Maria was aiming for a star with four planets. Three small worlds, one giant. The seed-world, Lambert, second from the sun -- with a decent-sized moon if possible. Whether or not tidal pools had been a driving force in real-world evolution, life's bridge from sea to land (and even though the sun itself would cause small tides, regardless), it couldn't hurt to make Lambert as generally Earth-like as possible, since Earth was still the only example to turn to for inspiration. With so much about terrestrial evolution still in dispute, the safest policy was to cover every factor which might have been significant. The gravitational effects of the other planets would ensure a reasonably complex set of Milankovitch cycles: minor orbital changes and axis wobbles, providing long-term climate variations, ice ages and interglacials. A belt of comets and other debris would complete the picture; not merely supplying an atmosphere, early on, but also offering the chance of occasional mass-extinctions for billions of years to come.

The trick was to ensure that all of these supposedly evolution-enhancing features coincided with a version of Lambert which could support the seed organism in the first place. Maria had half a dozen possible modifications to A. lamberti in mind, to render it self-sufficient, but she was waiting to see what kind of environments were available before making a final decision.

That still left unanswered the question of whether the seed organism -- or life of any kind -- could have arisen on Lambert, rather than being placed there by human hands. Max Lambert's original reason for designing the Autoverse had been the hope of observing self-replicating molecular systems -- primitive life -- arising from simple chemical mixtures. The Autoverse was meant to provide a compromise between real-world chemistry -- difficult and expensive to manipulate and monitor in test-tube experiments, and hideously slow to compute in faithful simulations -- and the tantalizing abstractions of the earliest "artificial life": computer viruses, genetic algorithms, self-replicating machines embedded in simple cellular automaton worlds; all trivially easy to compute, but unable to throw much light on the genesis of real-world molecular biology.

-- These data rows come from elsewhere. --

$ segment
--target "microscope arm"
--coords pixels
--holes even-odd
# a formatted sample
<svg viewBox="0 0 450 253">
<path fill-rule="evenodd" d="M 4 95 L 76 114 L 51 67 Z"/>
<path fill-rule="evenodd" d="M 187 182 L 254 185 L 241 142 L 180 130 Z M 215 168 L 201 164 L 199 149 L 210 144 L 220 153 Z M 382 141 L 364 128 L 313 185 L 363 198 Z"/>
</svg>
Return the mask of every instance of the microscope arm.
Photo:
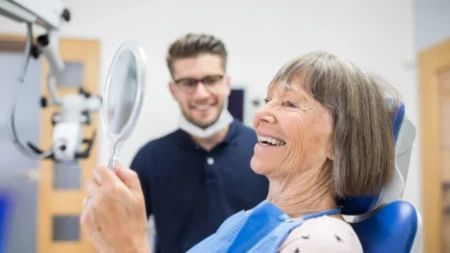
<svg viewBox="0 0 450 253">
<path fill-rule="evenodd" d="M 101 98 L 87 96 L 88 93 L 59 96 L 56 83 L 64 71 L 64 62 L 59 54 L 59 32 L 61 25 L 70 20 L 70 12 L 62 4 L 62 0 L 0 0 L 0 15 L 27 26 L 27 45 L 25 60 L 20 77 L 14 87 L 12 103 L 8 113 L 8 130 L 11 141 L 24 155 L 37 159 L 53 159 L 55 161 L 76 161 L 87 158 L 92 148 L 92 139 L 83 138 L 83 126 L 89 124 L 90 113 L 101 107 Z M 45 34 L 34 40 L 33 25 L 45 30 Z M 14 123 L 15 107 L 24 85 L 24 76 L 31 57 L 43 55 L 49 64 L 47 87 L 50 99 L 41 100 L 42 107 L 56 105 L 61 110 L 54 115 L 52 146 L 42 151 L 35 144 L 27 142 L 23 145 L 17 136 Z M 55 120 L 57 118 L 57 120 Z M 80 150 L 87 144 L 85 150 Z"/>
</svg>

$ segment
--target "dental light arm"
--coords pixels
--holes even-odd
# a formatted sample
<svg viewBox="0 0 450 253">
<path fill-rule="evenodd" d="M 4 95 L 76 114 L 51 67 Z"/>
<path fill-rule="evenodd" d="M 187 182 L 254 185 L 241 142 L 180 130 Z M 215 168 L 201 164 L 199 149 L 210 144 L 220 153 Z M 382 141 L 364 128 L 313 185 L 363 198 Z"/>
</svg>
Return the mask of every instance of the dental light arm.
<svg viewBox="0 0 450 253">
<path fill-rule="evenodd" d="M 0 0 L 0 14 L 20 23 L 58 30 L 64 12 L 61 0 Z"/>
<path fill-rule="evenodd" d="M 64 8 L 61 0 L 0 0 L 0 15 L 27 25 L 27 43 L 25 60 L 17 84 L 14 86 L 12 103 L 8 113 L 8 131 L 12 142 L 26 156 L 33 159 L 53 159 L 56 162 L 73 162 L 89 157 L 95 131 L 91 139 L 83 138 L 83 125 L 91 122 L 91 113 L 100 109 L 102 101 L 98 96 L 92 96 L 82 88 L 78 94 L 60 97 L 56 82 L 64 71 L 64 62 L 59 55 L 59 30 L 64 22 L 70 21 L 70 12 Z M 46 33 L 36 38 L 33 43 L 33 25 L 45 29 Z M 47 87 L 50 99 L 42 98 L 42 107 L 55 105 L 61 110 L 52 117 L 52 146 L 42 151 L 36 145 L 28 142 L 23 145 L 17 136 L 14 123 L 15 107 L 20 95 L 21 86 L 31 57 L 43 55 L 49 64 Z M 87 148 L 82 150 L 83 144 Z"/>
</svg>

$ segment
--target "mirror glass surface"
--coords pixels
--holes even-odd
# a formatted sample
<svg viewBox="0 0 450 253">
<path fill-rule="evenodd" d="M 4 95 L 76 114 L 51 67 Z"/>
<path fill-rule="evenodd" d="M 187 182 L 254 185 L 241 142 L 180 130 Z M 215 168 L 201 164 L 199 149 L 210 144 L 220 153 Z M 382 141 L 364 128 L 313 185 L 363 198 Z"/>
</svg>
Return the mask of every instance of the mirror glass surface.
<svg viewBox="0 0 450 253">
<path fill-rule="evenodd" d="M 130 120 L 136 106 L 137 71 L 136 58 L 129 50 L 119 53 L 111 66 L 109 89 L 107 91 L 106 120 L 111 133 L 119 134 Z"/>
</svg>

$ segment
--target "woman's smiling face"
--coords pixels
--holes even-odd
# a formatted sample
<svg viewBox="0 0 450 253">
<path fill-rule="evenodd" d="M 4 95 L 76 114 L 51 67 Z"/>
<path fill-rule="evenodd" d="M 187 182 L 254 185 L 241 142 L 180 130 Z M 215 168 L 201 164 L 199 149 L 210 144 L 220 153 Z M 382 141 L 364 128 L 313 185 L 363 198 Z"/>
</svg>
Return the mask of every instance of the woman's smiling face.
<svg viewBox="0 0 450 253">
<path fill-rule="evenodd" d="M 322 166 L 331 153 L 331 112 L 315 100 L 294 78 L 290 89 L 270 85 L 265 105 L 254 118 L 258 135 L 252 169 L 267 177 L 291 174 Z"/>
</svg>

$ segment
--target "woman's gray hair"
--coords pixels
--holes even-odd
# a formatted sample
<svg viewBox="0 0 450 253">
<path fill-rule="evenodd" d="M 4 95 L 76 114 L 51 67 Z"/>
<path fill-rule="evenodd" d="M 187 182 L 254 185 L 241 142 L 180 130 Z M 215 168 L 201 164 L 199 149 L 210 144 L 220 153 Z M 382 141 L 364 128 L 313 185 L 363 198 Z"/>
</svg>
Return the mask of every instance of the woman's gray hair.
<svg viewBox="0 0 450 253">
<path fill-rule="evenodd" d="M 293 59 L 271 84 L 288 90 L 303 87 L 331 111 L 333 161 L 326 174 L 337 197 L 374 195 L 391 180 L 395 168 L 392 121 L 400 102 L 395 89 L 326 52 Z M 394 96 L 388 97 L 387 91 Z"/>
</svg>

Lambert had spent a decade trying to find conditions which would lead to the spontaneous appearance of Autoverse life, without success. He'd constructed A. lamberti -- a twelve-year project -- to reassure himself that his goal wasn't absurd; to demonstrate that a living organism could at least function in the Autoverse, however it had come to be there. A. lamberti had permanently side-tracked him; he'd never returned to his original research.

Maria had daydreamed about embarking on her own attempt at abiogenesis, but she'd never done anything about it. That kind of work was open-ended; in comparison, any problems with mutation in A. lamberti seemed utterly tractable and well-defined. And although, in a sense, it went to the heart of what Durham was trying to prove, she was glad he'd chosen to compromise; if he'd insisted on starting his "thought experiment" with a totally sterile world, the uncertainties in the transition from inanimate matter to the simplest Autoverse life would have overwhelmed every other aspect of the project.

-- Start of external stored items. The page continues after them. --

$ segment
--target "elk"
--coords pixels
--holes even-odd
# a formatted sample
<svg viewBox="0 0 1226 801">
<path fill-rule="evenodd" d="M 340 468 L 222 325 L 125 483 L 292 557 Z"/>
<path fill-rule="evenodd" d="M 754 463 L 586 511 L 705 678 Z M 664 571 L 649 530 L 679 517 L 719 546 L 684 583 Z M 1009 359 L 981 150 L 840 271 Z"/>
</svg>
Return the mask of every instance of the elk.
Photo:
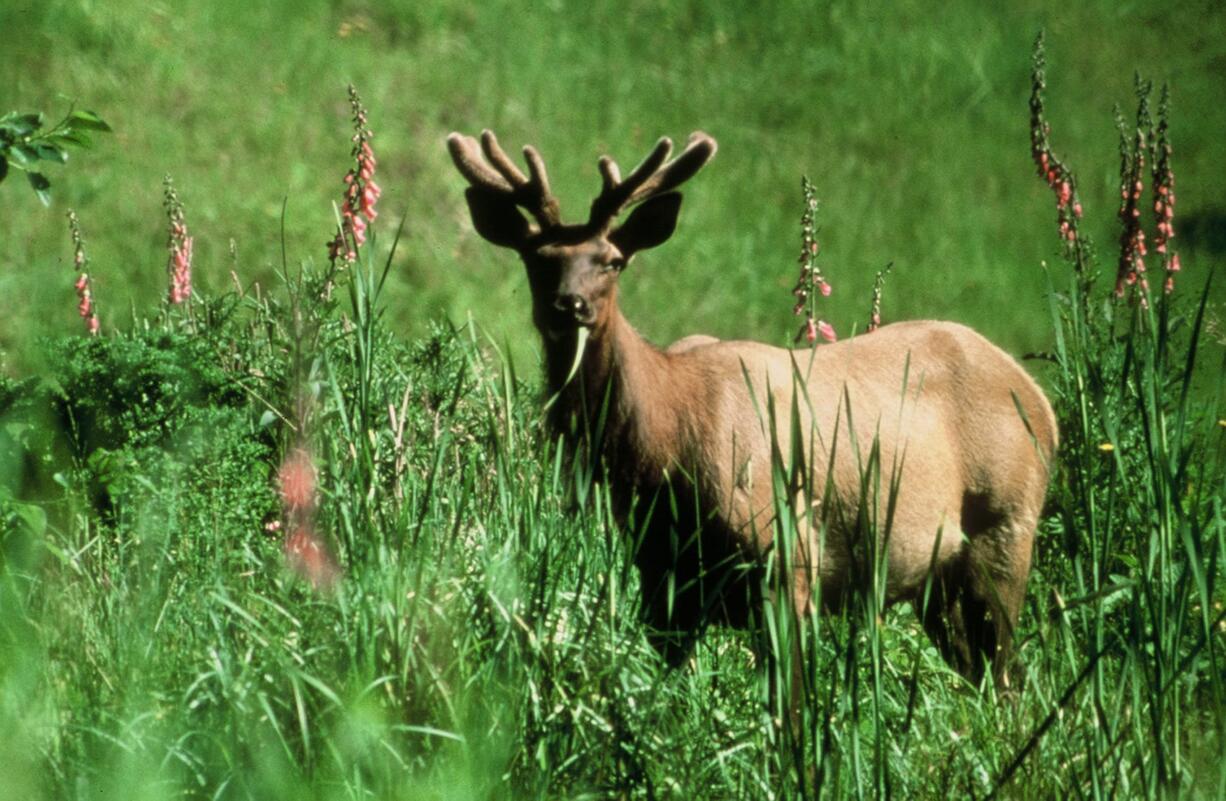
<svg viewBox="0 0 1226 801">
<path fill-rule="evenodd" d="M 763 571 L 778 556 L 773 453 L 786 462 L 807 450 L 811 473 L 794 488 L 812 513 L 791 555 L 793 608 L 837 607 L 857 589 L 865 533 L 854 510 L 873 444 L 880 464 L 901 465 L 889 536 L 877 533 L 886 603 L 919 611 L 928 587 L 922 623 L 951 667 L 978 683 L 990 664 L 1007 686 L 1057 444 L 1051 407 L 1017 362 L 935 321 L 816 349 L 704 335 L 659 349 L 622 315 L 618 282 L 636 253 L 671 236 L 677 187 L 715 154 L 710 136 L 692 134 L 671 160 L 661 139 L 625 178 L 602 157 L 603 186 L 581 224 L 562 221 L 533 147 L 523 150 L 527 175 L 488 130 L 479 142 L 452 133 L 448 149 L 477 233 L 527 268 L 555 401 L 548 421 L 568 443 L 587 442 L 615 514 L 638 532 L 642 613 L 670 664 L 707 624 L 754 623 Z M 793 442 L 790 430 L 810 436 Z"/>
</svg>

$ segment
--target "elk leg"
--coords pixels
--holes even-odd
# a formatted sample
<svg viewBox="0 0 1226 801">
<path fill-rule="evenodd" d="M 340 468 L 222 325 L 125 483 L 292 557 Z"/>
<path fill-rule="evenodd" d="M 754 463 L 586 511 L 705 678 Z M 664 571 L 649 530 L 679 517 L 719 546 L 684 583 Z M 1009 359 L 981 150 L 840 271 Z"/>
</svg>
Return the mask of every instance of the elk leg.
<svg viewBox="0 0 1226 801">
<path fill-rule="evenodd" d="M 1022 612 L 1036 521 L 1002 525 L 970 545 L 967 595 L 975 613 L 968 632 L 976 661 L 991 661 L 1000 689 L 1009 687 L 1013 633 Z"/>
<path fill-rule="evenodd" d="M 967 635 L 963 595 L 965 590 L 965 559 L 939 568 L 932 577 L 928 603 L 923 605 L 922 593 L 914 601 L 929 639 L 940 651 L 945 662 L 970 681 L 976 681 L 975 659 Z"/>
<path fill-rule="evenodd" d="M 973 662 L 967 677 L 976 683 L 986 660 L 997 687 L 1009 686 L 1013 632 L 1022 611 L 1037 523 L 1037 514 L 998 512 L 983 495 L 968 495 L 963 503 L 969 542 L 960 611 Z"/>
</svg>

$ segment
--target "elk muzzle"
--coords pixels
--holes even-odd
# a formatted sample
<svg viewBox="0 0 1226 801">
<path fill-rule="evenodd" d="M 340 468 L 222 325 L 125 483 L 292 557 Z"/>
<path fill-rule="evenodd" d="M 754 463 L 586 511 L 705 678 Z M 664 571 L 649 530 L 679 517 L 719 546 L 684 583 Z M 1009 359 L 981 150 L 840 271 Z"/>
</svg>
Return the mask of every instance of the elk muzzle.
<svg viewBox="0 0 1226 801">
<path fill-rule="evenodd" d="M 596 322 L 591 304 L 582 295 L 572 292 L 559 294 L 553 301 L 553 308 L 575 325 L 590 326 Z"/>
</svg>

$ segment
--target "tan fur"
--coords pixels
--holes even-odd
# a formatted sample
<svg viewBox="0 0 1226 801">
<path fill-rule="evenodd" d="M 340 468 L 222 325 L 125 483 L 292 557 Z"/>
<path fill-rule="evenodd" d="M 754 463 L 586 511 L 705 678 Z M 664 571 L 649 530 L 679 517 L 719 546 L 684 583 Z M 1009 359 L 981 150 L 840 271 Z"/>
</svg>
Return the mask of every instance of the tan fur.
<svg viewBox="0 0 1226 801">
<path fill-rule="evenodd" d="M 453 155 L 461 151 L 456 136 Z M 667 150 L 656 158 L 656 173 L 681 162 L 695 142 L 709 142 L 703 161 L 710 158 L 714 142 L 700 137 L 674 162 L 663 164 Z M 475 144 L 464 151 L 469 158 L 474 152 Z M 486 155 L 497 168 L 488 145 Z M 478 166 L 456 158 L 475 188 L 506 193 Z M 686 165 L 690 174 L 695 158 Z M 631 195 L 634 187 L 624 184 L 642 180 L 640 171 L 622 184 L 606 172 L 602 201 L 612 214 L 622 206 L 606 195 Z M 616 165 L 611 175 L 619 179 Z M 651 180 L 667 185 L 668 177 Z M 545 189 L 536 199 L 540 208 L 529 209 L 538 220 L 547 219 L 541 208 L 556 211 L 547 183 Z M 639 194 L 634 202 L 653 196 Z M 636 211 L 616 230 L 595 214 L 586 228 L 546 222 L 521 244 L 512 235 L 518 222 L 489 222 L 481 204 L 496 201 L 470 194 L 474 220 L 487 238 L 516 247 L 528 268 L 549 390 L 561 398 L 552 422 L 579 442 L 603 420 L 602 439 L 589 444 L 599 450 L 620 517 L 641 537 L 635 561 L 644 613 L 670 661 L 684 657 L 706 623 L 745 626 L 757 613 L 775 536 L 772 441 L 783 464 L 800 449 L 805 481 L 794 502 L 812 510 L 801 520 L 792 555 L 796 609 L 810 613 L 818 598 L 823 607 L 837 607 L 867 580 L 869 543 L 856 513 L 875 445 L 881 496 L 874 514 L 882 540 L 892 475 L 897 479 L 887 602 L 917 602 L 932 575 L 924 625 L 942 653 L 972 680 L 986 657 L 1007 683 L 1057 444 L 1050 405 L 1012 358 L 969 328 L 931 321 L 896 323 L 816 349 L 694 335 L 659 350 L 622 316 L 617 281 L 635 249 L 671 233 L 673 220 L 647 218 L 675 215 L 679 201 Z M 590 341 L 579 375 L 566 384 L 579 325 Z M 794 413 L 800 442 L 791 433 Z"/>
</svg>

She scrapped the desert Planet Lambert and returned to the primordial gas cloud. She popped up a gadget full of slider controls and adjusted the cloud's composition, taking back half the increases she'd made in the proportions of blue and yellow. Planetology by trial and error. The starting conditions for real-world systems with Earth-like planets had been mapped out long ago, but nobody had ever done the equivalent for the Autoverse. Nobody had ever had a reason.